No signs of toxicity towards the bacteria strains could be observed. The bacterial background lawn was visible and not affected. The number of revertant colonies was not reduced.
Mutagenicity
No significant increase of the number of revertant colonies in the treatments with and without metabolic activation could be observed. No concentration-related increase over the tested range was found.
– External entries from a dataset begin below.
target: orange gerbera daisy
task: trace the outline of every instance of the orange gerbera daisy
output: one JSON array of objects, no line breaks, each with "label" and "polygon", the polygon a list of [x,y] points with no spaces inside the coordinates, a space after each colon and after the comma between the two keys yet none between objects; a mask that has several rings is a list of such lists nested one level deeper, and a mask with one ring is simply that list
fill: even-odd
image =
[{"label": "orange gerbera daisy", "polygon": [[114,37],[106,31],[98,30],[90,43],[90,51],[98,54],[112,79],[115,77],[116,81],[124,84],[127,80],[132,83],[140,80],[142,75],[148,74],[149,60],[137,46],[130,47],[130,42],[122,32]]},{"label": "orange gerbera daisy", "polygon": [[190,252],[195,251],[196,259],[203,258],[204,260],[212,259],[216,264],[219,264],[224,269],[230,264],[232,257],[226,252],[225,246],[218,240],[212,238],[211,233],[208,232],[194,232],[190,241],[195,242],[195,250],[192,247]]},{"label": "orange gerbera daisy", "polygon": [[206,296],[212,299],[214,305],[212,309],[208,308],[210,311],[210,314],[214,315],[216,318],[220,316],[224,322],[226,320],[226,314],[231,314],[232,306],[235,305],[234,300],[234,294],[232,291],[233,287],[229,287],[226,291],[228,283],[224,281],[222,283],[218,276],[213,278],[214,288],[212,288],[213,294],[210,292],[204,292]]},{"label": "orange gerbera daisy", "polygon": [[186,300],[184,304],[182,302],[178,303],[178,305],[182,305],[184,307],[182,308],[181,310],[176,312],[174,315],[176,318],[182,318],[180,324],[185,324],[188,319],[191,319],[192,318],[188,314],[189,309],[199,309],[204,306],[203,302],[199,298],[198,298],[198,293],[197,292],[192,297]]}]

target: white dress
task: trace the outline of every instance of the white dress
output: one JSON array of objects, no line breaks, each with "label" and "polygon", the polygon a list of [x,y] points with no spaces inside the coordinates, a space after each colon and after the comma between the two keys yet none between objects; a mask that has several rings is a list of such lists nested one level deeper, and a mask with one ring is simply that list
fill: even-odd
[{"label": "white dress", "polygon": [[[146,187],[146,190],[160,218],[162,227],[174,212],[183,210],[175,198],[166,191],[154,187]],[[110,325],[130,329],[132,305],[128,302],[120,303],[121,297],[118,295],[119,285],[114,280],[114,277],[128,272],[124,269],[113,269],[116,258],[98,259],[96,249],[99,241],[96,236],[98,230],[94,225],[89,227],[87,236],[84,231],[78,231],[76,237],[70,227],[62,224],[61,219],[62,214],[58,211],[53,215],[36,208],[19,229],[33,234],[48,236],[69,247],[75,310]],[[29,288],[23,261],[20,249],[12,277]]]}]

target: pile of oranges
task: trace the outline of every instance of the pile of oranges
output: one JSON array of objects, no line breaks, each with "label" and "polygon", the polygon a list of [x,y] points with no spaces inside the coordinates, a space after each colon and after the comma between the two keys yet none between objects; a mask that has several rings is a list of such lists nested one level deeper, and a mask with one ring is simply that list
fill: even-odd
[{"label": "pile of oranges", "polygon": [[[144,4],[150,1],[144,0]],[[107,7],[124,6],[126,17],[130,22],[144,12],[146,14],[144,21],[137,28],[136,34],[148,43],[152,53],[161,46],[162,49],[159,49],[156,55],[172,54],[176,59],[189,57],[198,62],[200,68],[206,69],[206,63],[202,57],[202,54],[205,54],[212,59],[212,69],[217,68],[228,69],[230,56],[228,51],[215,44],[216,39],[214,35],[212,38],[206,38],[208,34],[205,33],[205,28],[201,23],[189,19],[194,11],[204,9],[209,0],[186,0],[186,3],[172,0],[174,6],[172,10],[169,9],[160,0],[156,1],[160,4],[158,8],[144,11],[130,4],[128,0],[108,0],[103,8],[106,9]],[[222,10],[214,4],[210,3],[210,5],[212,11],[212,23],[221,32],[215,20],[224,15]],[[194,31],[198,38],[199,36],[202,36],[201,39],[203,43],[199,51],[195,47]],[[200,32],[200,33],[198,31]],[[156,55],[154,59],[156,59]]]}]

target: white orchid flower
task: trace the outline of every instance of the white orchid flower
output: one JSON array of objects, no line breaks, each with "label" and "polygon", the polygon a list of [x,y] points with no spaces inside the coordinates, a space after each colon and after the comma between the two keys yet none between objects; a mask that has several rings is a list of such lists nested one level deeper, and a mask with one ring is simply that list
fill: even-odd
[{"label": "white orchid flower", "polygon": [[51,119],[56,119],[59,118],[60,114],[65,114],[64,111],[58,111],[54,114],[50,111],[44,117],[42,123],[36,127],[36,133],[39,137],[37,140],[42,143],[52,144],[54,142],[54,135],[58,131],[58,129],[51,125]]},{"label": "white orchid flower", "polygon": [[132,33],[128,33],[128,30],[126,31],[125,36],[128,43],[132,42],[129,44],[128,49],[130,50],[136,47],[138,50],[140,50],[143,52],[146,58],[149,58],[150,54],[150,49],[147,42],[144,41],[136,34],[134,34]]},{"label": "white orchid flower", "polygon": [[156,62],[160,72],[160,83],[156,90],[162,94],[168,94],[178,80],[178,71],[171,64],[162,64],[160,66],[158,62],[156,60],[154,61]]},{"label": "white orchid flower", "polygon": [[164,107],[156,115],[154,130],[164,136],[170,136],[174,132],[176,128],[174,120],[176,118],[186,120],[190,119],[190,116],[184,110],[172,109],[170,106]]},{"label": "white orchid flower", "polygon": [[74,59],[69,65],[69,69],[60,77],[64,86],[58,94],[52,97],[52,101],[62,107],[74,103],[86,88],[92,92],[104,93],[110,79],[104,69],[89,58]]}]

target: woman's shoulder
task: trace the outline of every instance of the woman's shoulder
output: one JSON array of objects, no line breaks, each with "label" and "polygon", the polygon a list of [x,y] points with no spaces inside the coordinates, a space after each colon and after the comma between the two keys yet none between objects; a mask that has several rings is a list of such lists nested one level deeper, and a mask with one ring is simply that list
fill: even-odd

Therefore, the test item is stated as not mutagenic under the test conditions.
To verify this result, a further experiment was performed.
Second Experiment
Confirmation of the Criteria and Validity
All strains met the criterion of at least 109 bacteria/mL, and no inconsistencies were found in the sterility control. All determined values for the spontaneous revertants of the negative controls were in the normal range of the test laboratory (historical data of the laboratory see chapter 15, page 41). All positive controls (diagnostic mutagens) showed mutagenic effects with and without metabolic activation and were within the historical control data ranges.
Solubility and Toxicity
In the second experiment, the test item showed no precipitates on the plates in all tested concentrations.
The test item showed signs of toxicity towards the bacteria strain TA100 in both the absence and presence of metabolic activation in the two highest concentrations (5 and 2.5 μL/plate).
The bacterial background lawn was not reduced at any of the concentrations.
Mutagenicity
No significant increase of the number of revertant colonies in the treatments with and without metabolic activation could be observed. No concentration-related increase over the tested range was found.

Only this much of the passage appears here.